His take in The Dilemmas of Lenin is therefore important. It is a partisan approach, not that of the desiccated professorial obituary writers of communism who congest the arteries of political debate.
Dilemmas is not a biography, although it sketches the main lines of Lenin’s life capably, nor is it an exposition of his ideas. Naturally, these are outlined in a fashion that the uninitiated reader could readily grasp, albeit with gaps and judgments that reflect Ali’s tradition which is not, of course, the only one extant among Lenin’s followers.
I would have appreciated more on Lenin’s post-1914 turn, which bequeathed us the theories on imperialism, democracy, and the need for a rupture with reformism which together encapsulated a new theory of world revolution.

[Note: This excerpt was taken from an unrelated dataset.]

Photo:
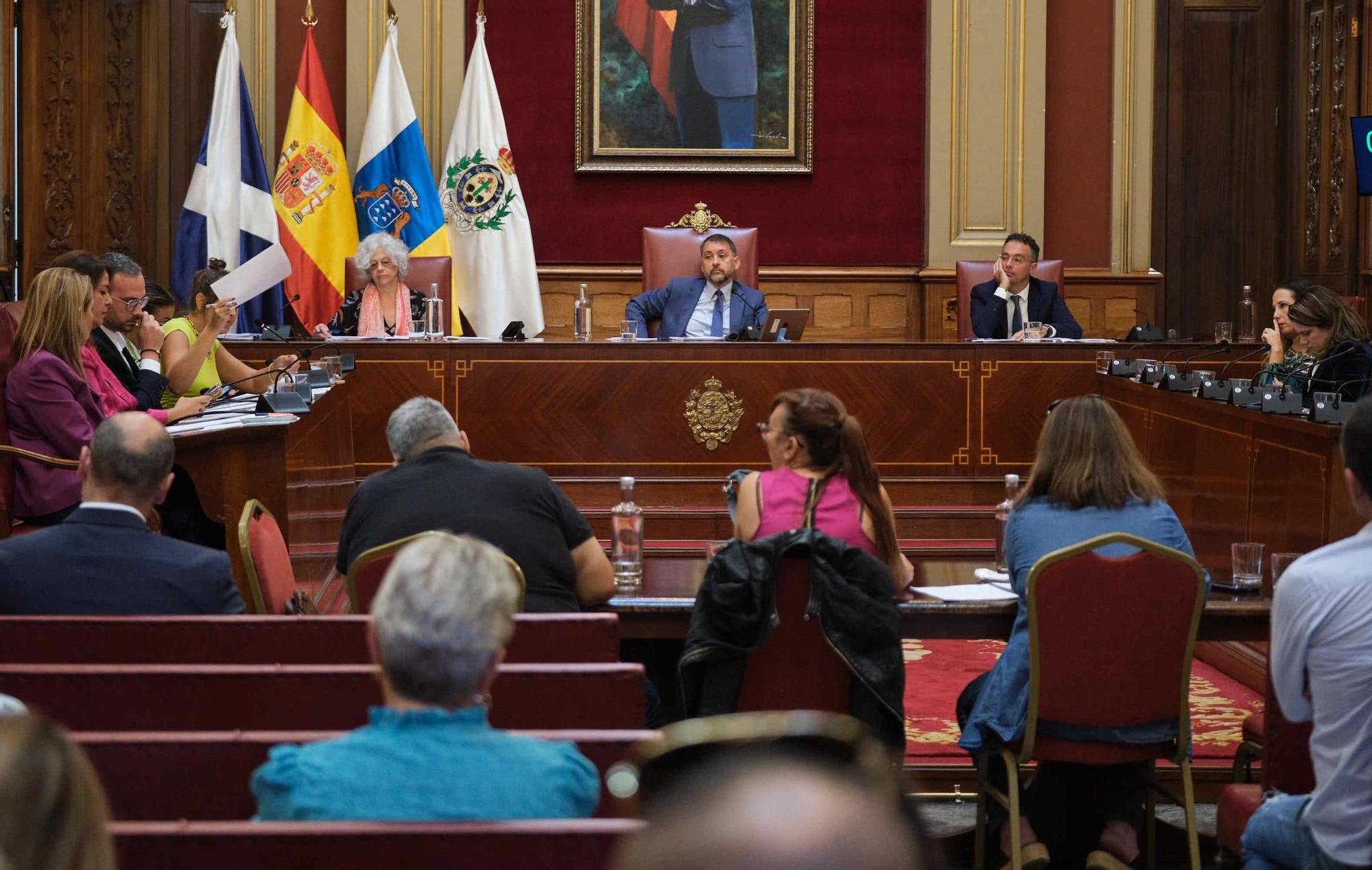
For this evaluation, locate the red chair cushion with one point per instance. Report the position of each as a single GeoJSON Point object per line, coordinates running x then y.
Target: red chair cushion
{"type": "Point", "coordinates": [272, 562]}
{"type": "Point", "coordinates": [1237, 805]}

Instead, the book amounts to a contextualization of Lenin, setting his work against the background of the politics of his time and his ideological antecedents.

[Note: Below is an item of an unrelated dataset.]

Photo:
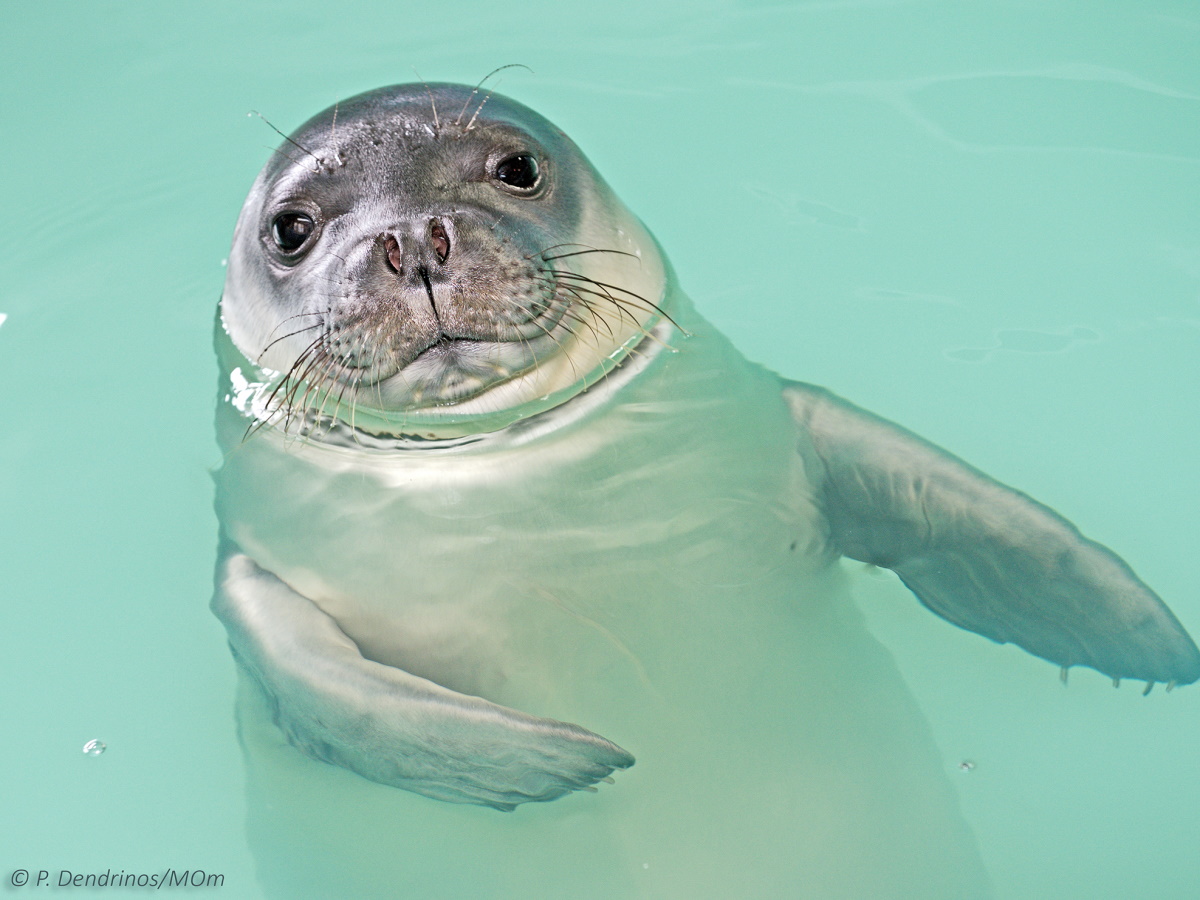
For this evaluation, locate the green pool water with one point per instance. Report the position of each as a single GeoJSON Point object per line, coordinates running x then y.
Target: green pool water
{"type": "Point", "coordinates": [976, 219]}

The chapter on pre-Bolshevik revolutionary politics, essentially populism and anarchism, in Russia is essential and too often underexplored, perhaps because this was an influence which Lenin himself was reluctant to fully acknowledge.
After the revolution, he told the Communist Party that they stood on the shoulders of the Paris Commune and the German SPD, or its better traditions at least. Evidently, he also stood on the ground of the Russian revolutionary past as well. Ali retrieves this well, and covers with broad strokes the whole history of the international workers’ movement in Lenin’s lifetime and the impact this had on the subject’s development.

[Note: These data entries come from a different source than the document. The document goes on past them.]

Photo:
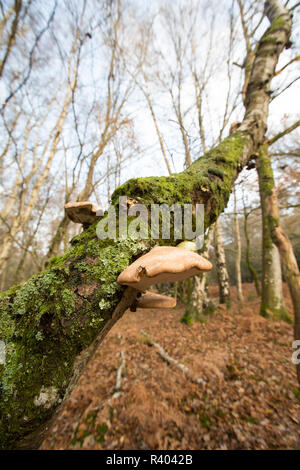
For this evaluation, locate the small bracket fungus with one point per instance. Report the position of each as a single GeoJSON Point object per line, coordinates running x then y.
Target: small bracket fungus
{"type": "Point", "coordinates": [153, 300]}
{"type": "Point", "coordinates": [84, 213]}
{"type": "Point", "coordinates": [163, 264]}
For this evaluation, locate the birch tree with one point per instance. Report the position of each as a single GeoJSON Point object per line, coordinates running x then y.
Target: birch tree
{"type": "Point", "coordinates": [52, 323]}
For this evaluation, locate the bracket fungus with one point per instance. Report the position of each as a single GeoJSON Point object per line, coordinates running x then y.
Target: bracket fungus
{"type": "Point", "coordinates": [84, 213]}
{"type": "Point", "coordinates": [163, 264]}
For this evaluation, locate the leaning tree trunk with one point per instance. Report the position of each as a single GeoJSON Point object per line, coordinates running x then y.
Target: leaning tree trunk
{"type": "Point", "coordinates": [52, 323]}
{"type": "Point", "coordinates": [238, 256]}
{"type": "Point", "coordinates": [222, 273]}
{"type": "Point", "coordinates": [280, 238]}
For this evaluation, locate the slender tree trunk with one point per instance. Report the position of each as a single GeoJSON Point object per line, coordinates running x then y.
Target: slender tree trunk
{"type": "Point", "coordinates": [238, 255]}
{"type": "Point", "coordinates": [272, 301]}
{"type": "Point", "coordinates": [222, 273]}
{"type": "Point", "coordinates": [198, 301]}
{"type": "Point", "coordinates": [279, 236]}
{"type": "Point", "coordinates": [251, 268]}
{"type": "Point", "coordinates": [52, 323]}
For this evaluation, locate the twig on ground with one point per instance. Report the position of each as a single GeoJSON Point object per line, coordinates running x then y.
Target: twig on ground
{"type": "Point", "coordinates": [171, 360]}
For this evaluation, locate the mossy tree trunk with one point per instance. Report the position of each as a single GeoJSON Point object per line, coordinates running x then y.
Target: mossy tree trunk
{"type": "Point", "coordinates": [279, 237]}
{"type": "Point", "coordinates": [222, 273]}
{"type": "Point", "coordinates": [52, 323]}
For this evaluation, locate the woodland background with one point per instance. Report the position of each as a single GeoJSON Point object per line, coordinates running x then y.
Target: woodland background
{"type": "Point", "coordinates": [96, 92]}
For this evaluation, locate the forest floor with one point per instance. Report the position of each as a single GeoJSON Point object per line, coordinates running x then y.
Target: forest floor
{"type": "Point", "coordinates": [239, 392]}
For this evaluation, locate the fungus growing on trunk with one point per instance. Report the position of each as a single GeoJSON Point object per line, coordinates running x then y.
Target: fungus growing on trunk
{"type": "Point", "coordinates": [163, 264]}
{"type": "Point", "coordinates": [84, 213]}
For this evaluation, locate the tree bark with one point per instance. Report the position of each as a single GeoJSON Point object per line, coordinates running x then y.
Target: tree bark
{"type": "Point", "coordinates": [280, 238]}
{"type": "Point", "coordinates": [222, 273]}
{"type": "Point", "coordinates": [248, 259]}
{"type": "Point", "coordinates": [272, 301]}
{"type": "Point", "coordinates": [238, 256]}
{"type": "Point", "coordinates": [52, 323]}
{"type": "Point", "coordinates": [198, 301]}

His passages on the early debates on military strategy in the Red Army are also stimulating in drawing out the connections between the arguments between Trotsky, Frunze, and others and the revolutionary politics of the time. However, the attention given to Tukachevsky, later a Marshal and later still executed on Stalin’s initiative, seems excessive and, in the context of a book about Lenin, out of place.
A further service is rendered by an extensive section dealing with Lenin’s views on what was called the “woman question,” a now archaic formulation, entwined with the story of Lenin’s relations with his reputed lover Inessa Armand. It is uncertain whether the relevance of anything Lenin had to say on this matter has survived a century of successive waves of feminist thinking, but Ali is surely right to present the case.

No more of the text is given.